Giter Club home page Giter Club logo

bear's Introduction

BEAR (Bootstrapping Error Accumulation Reduction)

Update (07/17): We have released a cleaner implementation of BEAR on top of rlkit at: https://github.com/rail-berkeley/d4rl_evaluations, which goes with the latest version of the D4RL paper. We would encourage all users to use this new implementation as compared to this repo. We made hyperparameters consistent across environments, and retuned the algorithm for the new D4RL datasets.

Update (05/04): Added support for D4RL environments, https://github.com/rail-berkeley/d4rl.

This is the code for NeurIPS 2019 paper Stabilizing Off-Policy Q-Learning via Bootstrapping Error Reduction. Please refer to the project page: https://sites.google.com/view/bear-off-policyrl for details and slides explaining the algorithm.

Our code is built off of the BCQ[https://github.com/sfujim/BCQ] repository and uses many similar components. To run BEAR, please use a command like this:

python main.py --buffer_name=buffer_walker_300_curr_action.pkl --eval_freq=1000 --algo_name=BEAR
--env_name=Walker2d-v2 --log_dir=data_walker_BEAR/ --lagrange_thresh=10.0 
--distance_type=MMD --mode=auto --num_samples_match=5 --lamda=0.0 --version=0 
--mmd_sigma=20.0 --kernel_type=gaussian --use_ensemble_variance="False"
python main.py --buffer_name=buffer_hopper_300_curr_action.pkl --eval_freq=1000 --algo_name=BEAR
--env_name=Hopper-v2 --log_dir=data_hopper_BEAR/ --lagrange_thresh=10.0 --distance_type=MMD
--mode=auto --num_samples_match=5 --lamda=0.0 --version=0 --mmd_sigma=10.0 --kernel_type=laplacian --use_ensemble_variance="False"
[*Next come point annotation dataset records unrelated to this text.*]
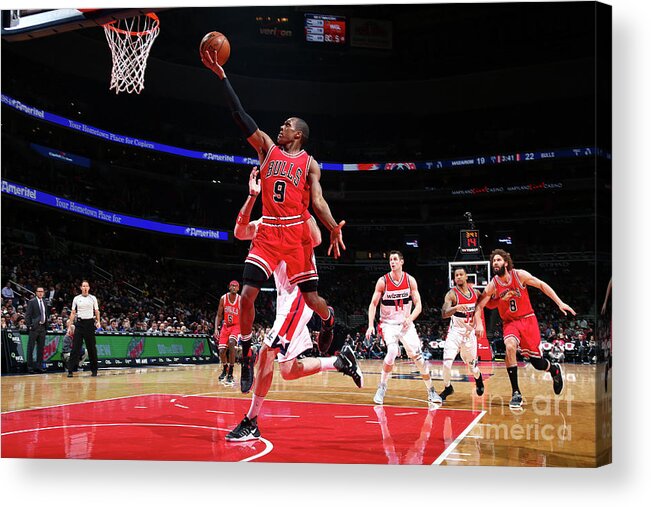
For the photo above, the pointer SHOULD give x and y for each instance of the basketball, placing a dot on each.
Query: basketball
(216, 42)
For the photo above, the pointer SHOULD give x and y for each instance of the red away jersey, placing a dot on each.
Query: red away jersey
(512, 299)
(283, 176)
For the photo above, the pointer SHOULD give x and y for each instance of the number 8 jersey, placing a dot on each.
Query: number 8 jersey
(512, 298)
(283, 176)
(396, 300)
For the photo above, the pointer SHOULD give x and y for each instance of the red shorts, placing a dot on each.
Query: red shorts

Installation Instructions: Please download rlkit[https://github.com/vitchyr/rlkit] and follow the instructions on the installation of the rlkit environment as supported by your machine. Please make sure to use mujoco_py==1.50.1.56 and mjpro150 for the MuJoCo installation. Then run the above command. Any version of PyTorch >= 1.1.0 is supported (Note: Default rlkit pytorch version is 0.4.1, but this codebase needs pytorch >= 1.1.0; Also you might need to update numpy in your system to the latest numpy version). For easy visualization, we recommmend installing viskit[https://github.com/vitchyr/viskit] and using viskit for visualization. This repository is configured to writing log-files that are compatible with viskit.

Algorithms Supported:

  1. BCQ (algo_name=BCQ) [Fujimoto et.al. ICML 2019]
  2. TD3 (algo_name=TD3) [Fujimoto et.al. ICML 2018]
  3. Behavior Cloning (algo_name=BC)
  4. KL Control (algo_name=KLControl) [Jacques et.al. arxiv 2019]
  5. Deep Q-learning from Demonstrations (algo_name=DQfD) [Hester et.al. 2017]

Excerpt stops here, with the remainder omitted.